Tuesday, January 13: On the day after a market holiday in Japan, investors return to work in time for December bank lending data and November trade figures. Both indicators will be examined for any effects from Bank of Japan easing measures. In China, trade data and new loan figures will also be released. Consensus forecasts call for an even sharper contraction in imports for the month on weaker commodity prices and sluggish demand. The pace of new lending is expected to be flat as the People’s Bank of China continues to reign in risky lending in some segments. A week after the Bank of England decided to keep benchmark rates at historic lows, December consumer price index (CPI) and producer price index (PPI) are expected to show no signals of inflationary pressure in the near term, as cheap oil and sluggish external demand keep prices in check. Management commentary in earnings releases from Houston–headquartered energy company Kinder Morgan and Jacksonville, Florida–based transport firm CSX Corp. will likely focus heavily on the fallout from oil price movements as concerns among equity investors spread from producers to ancillary oil-related sectors such as transport.

Wednesday, January 14: In Japan machine tool orders numbers for December will be released, a data set that is often seen as a leading indicator for overall industrial activity. Consumer inflation data for December is expected to register another month-over-month contraction in France, as all eyes remain focused on the next announcement from the European Central Bank, specifically the possibility of intervention to combat deflation. In the U.S. December retail sales data will be the big macro story of the day. With forecasts for a moderation in ex-automotive receipts despite the 2014 holiday season, these numbers may lend insight into sentiment in the consumer discretionary equity sector. Two other big announcements for the day will be the Energy Information Administration crude oil inventory report and the Federal Reserve Beige Book release. On deck to report fourth-quarter earnings are financial sector firms J.P. Morgan Chase and Wells Fargo & Co.

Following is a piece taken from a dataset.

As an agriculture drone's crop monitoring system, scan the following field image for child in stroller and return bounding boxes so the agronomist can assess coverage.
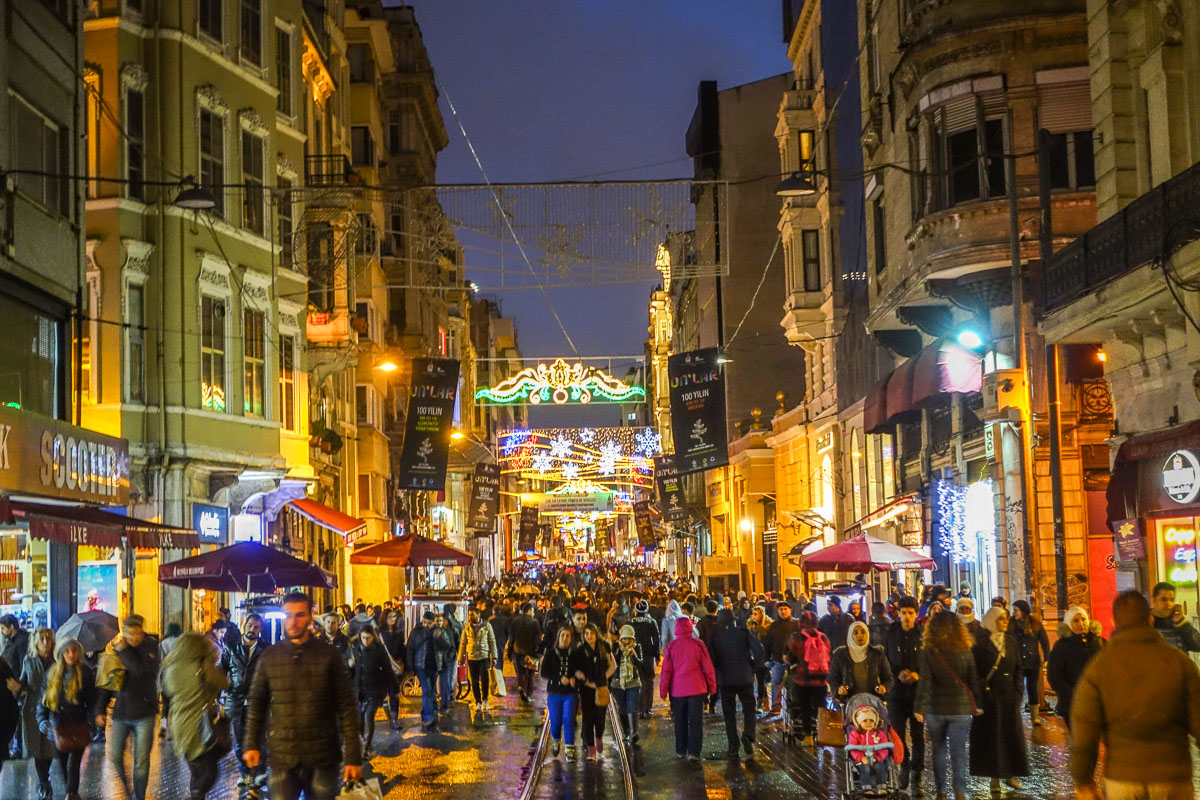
[842,694,904,798]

Thursday, January 15: November machinery orders and December corporate goods price index data will be released in Japan on Thursday, providing more insight into the ongoing debate over the true impact of Abenomics. December employment numbers in Australia are expected to show a modest improvement in head count with the headline rate remaining unchanged. To date, the RBA has kept an emphasis on the employment situation tipping the scales against tightening despite concerns over inflation in some asset classes. First-release 2014 annual gross domestic product data in Germany will be a focus for European markets on Thursday, as will wholesale prices for December. Recent disappointing industrial data has raised fears that the European Union’s largest economy slowed down in the fourth quarter. Separately euro zone aggregate trade data for November is expected to show softness in imports on low oil costs and sluggish demand. Initial claims data in the U.S. will be released at 8:30 am as will December PPI figures. The pace of earnings announcements from large-cap equities picks up, with scheduled releases from among others, Citigroup, Intel and Schlumberger.

Friday, January 16: On Friday the release of German and aggregate euro-zone CPI data stands to affect debt and equity market sentiment, as the prospect of ECB easing measures in response to deflation remains a primary focus. December CPI will also be announced in the U.S., with consensus forecasts for the pace of growth in core prices to remain unchanged for the month while the low cost of oil is expected to press the headline index lower on a year-over-year basis. Initial January University of Michigan consumer sentiment data and November Treasury International Capital (TIC) flows from the Treasury Department will round the day out of economic data releases. Financial sector earnings releases in the U.S. include both Goldman Sachs Group and PNC Financial reporting before equity markets open.